Quién sabe, si los órganos del Estado no hubiesen intervenido en la conciencia moral y religiosa de los iraníes, no habría guerra.
Es imperativo aclarar que esta postura no sugiere que “todo se vale” ni el caos normativo. Existen estándares mínimos que marcan la línea divisoria entre lo que puede hacerse o decirse en el ámbito privado y la conducta en la esfera pública o la divulgación del pensamiento.
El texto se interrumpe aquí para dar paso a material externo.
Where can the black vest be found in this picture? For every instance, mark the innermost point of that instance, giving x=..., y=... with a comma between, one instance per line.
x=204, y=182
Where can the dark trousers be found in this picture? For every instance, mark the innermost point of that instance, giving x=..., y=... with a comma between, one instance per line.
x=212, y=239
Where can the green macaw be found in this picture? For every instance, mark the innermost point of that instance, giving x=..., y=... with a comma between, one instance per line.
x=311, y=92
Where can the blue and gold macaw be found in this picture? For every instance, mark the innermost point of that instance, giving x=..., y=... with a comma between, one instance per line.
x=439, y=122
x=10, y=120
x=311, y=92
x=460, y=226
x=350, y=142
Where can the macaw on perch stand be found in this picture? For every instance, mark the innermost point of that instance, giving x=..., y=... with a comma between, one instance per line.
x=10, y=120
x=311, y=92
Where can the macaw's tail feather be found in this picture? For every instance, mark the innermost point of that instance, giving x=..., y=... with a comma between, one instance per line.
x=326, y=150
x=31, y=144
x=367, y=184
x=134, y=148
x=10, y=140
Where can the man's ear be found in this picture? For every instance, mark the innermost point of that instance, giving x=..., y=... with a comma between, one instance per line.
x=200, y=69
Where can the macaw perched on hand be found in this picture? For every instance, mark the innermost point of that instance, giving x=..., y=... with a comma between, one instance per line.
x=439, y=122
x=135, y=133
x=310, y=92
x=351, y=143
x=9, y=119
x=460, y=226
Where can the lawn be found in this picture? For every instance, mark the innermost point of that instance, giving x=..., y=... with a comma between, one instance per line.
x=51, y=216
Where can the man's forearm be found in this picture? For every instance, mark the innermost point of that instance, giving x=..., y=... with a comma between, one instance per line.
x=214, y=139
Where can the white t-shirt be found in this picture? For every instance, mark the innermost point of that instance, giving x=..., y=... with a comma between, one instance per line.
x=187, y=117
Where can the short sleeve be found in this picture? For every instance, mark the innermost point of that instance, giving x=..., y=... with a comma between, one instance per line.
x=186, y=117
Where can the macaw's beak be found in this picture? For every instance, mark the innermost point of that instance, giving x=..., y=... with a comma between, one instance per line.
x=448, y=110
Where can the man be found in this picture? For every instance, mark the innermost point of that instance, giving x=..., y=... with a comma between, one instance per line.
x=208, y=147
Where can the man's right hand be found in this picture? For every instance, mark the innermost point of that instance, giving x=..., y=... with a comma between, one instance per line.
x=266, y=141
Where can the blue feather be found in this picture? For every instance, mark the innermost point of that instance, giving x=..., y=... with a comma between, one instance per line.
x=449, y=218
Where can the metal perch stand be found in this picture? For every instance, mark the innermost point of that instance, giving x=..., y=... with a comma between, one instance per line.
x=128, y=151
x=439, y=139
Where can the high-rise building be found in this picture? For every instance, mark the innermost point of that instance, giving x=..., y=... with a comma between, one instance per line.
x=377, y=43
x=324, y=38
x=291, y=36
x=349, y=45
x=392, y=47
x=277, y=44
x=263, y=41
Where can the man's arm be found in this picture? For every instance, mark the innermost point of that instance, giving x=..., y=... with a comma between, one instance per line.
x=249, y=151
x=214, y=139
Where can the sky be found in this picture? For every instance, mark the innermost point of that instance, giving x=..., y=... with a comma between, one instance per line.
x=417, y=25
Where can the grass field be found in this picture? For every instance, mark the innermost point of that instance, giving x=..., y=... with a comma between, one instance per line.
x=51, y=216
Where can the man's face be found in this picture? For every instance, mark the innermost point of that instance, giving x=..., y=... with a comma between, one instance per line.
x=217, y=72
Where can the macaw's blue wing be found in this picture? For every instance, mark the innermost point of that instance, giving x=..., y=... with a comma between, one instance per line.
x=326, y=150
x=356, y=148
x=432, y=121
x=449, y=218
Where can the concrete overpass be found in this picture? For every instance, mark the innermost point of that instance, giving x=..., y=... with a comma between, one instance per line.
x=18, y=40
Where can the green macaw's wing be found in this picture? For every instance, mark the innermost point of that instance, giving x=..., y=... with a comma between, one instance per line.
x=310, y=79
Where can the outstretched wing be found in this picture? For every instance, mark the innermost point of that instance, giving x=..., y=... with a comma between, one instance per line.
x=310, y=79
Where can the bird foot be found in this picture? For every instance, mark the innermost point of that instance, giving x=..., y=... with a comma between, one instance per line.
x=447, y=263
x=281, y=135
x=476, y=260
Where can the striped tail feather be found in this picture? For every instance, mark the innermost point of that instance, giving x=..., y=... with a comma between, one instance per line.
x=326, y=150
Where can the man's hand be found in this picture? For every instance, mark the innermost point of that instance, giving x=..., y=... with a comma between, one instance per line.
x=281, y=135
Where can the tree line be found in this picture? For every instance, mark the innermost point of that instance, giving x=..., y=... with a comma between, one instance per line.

La ley debe intervenir allí donde la acción individual daña o hiere al prójimo; fuera de ese límite, el juicio moral del legislador debe detenerse. Esto aplica con especial rigor a temas de alta sensibilidad contemporánea. El Estado no posee legitimidad para promover ni para reprimir visiones sobre la sexualidad, la diversidad o la igualdad de género. Estas son dimensiones donde la autonomía individual y la reflexión familiar deben primar por sobre cualquier agenda burocrática. Por supuesto, las confesiones religiosas tienen el derecho —y para sus fieles, el deber— de difundir su comprensión de la esencia humana con sus propios recursos. Del mismo modo, la familia es el ámbito natural y legítimo donde deben germinar los valores que cada hogar juzgue válidos. Pero en ese santuario de la convicción personal, el Estado debe quedar fuera, pues su intrusión solo genera división y resentimiento.
Finalmente, la historia y la actualidad nos ofrecen espejos dolorosos sobre las consecuencias de la injerencia estatal en la fe y la moral. Si observamos conflictos que hoy acongojan al mundo y desgarran regiones enteras, como ocurre en Irán, es difícil no concluir que, si las cosas fueran allí más o menos como aquí se propone, la guerra y la opresión que hoy presenciamos simplemente no existirían. La violencia suele alimentarse de la pretensión de convertir el dogma en ley y la fe en política pública. Un Estado que no toma partido por una visión del mundo es, paradójicamente, el único que puede proteger todas las visiones existentes. La paz social no nace de una uniformidad impuesta desde el poder, sino de la certeza de que el aparato estatal nunca será utilizado como un arma para invadir los recintos más sagrados de la conciencia humana. Tampoco para hacer promesas de campaña que, de hacerse realidad, premiarían a la mayoría victoriosa a costa de pisotear la esfera de la conciencia de las minorías, que, en una república fundada en el principio de la libertad del ser humano, debiera ser impenetrable por los poderes públicos.